Study Reveals How Cancer-Causing Protein Activates
Behind the Cancer Headlines®
January 14, 2005
Researchers at Brown Medical School and Rhode Island Hospital have shed new light on the activation of a protein key to the development of cancers, particularly breast and prostate cancer, the most commonly diagnosed cancers in the United States. Their findings were published in the journal Science.
The team of cell biologists has discovered a new chemical modification that activates STAT3. This so-called signaling protein is important for embryonic growth and development, helping cells grow, duplicate and migrate. In adulthood, STAT3 presumably falls dormant, but its unexpected and continuous activation causes breast and prostate cells to develop and move through the body.
Eugene Chin, M.D., a Rhode Island Hospital researcher and assistant professor (research) of surgery at Brown Medical School, said experts suspect that environmental factors, such as a diet rich in animal fat and hormones, may activate STAT3.
How the protein is turned on inside cells has been the subject of research during the last decade.
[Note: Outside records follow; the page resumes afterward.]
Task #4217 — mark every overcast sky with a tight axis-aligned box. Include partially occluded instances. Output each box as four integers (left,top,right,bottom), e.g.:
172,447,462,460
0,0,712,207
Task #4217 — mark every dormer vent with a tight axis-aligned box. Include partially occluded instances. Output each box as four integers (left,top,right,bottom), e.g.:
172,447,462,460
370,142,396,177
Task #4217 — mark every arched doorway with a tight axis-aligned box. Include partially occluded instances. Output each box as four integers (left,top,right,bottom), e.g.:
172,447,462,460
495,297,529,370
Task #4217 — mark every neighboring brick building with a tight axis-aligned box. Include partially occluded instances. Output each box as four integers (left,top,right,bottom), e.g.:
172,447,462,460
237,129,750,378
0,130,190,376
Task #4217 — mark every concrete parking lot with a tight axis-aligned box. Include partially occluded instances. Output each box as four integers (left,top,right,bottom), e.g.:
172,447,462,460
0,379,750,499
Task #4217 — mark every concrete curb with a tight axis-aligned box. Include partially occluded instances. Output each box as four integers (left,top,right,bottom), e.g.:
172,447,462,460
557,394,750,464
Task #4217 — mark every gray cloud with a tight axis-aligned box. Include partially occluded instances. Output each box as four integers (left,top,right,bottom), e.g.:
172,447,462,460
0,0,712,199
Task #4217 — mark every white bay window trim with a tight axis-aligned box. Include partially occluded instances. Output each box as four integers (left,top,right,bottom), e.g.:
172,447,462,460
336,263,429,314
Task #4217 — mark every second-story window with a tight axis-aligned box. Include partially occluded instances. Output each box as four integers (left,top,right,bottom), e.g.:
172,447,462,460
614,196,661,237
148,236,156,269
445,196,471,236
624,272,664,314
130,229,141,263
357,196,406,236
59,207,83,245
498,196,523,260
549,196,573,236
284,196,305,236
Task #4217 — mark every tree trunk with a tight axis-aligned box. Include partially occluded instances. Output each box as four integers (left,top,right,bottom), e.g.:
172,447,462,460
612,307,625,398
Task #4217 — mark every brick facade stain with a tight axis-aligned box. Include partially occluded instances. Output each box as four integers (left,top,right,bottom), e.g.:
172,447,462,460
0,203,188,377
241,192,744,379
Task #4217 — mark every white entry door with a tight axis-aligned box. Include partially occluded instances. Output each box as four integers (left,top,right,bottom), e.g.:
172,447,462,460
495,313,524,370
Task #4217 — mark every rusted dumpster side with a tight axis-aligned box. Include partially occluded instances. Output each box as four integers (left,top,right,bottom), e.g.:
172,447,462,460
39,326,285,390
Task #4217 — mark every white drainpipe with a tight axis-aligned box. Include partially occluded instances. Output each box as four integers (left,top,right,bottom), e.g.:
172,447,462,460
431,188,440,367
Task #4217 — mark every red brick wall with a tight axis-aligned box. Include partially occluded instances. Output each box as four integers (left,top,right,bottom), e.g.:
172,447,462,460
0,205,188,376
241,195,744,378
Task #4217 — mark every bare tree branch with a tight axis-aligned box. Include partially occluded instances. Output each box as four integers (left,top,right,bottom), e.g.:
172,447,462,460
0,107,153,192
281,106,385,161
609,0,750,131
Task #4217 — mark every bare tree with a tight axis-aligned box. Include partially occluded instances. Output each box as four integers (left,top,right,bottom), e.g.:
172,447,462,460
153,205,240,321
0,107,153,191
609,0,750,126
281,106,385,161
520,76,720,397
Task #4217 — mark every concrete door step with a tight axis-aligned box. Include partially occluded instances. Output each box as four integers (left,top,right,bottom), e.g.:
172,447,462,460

One known trigger is phosphorylation, which modifies some of the tyro-sine and serine amino acids that make up the STAT3 protein. Chin and his team found a second trigger: acetylation, another chemical process that modifies amino acids, such as lysine. Chin said this finding might explain why drugs that only block STAT3 phosphorylation cannot completely stop cancer cells from growing and invading other parts of the body.
"Both tyrosine phosphorylation and lysine acetylation modifications are important events for STAT3 to stimulate cancer cell growth and metastasis," Chin said. "That's why the finding is so exciting. Now that we know more about STAT3 activation, we can create better drugs."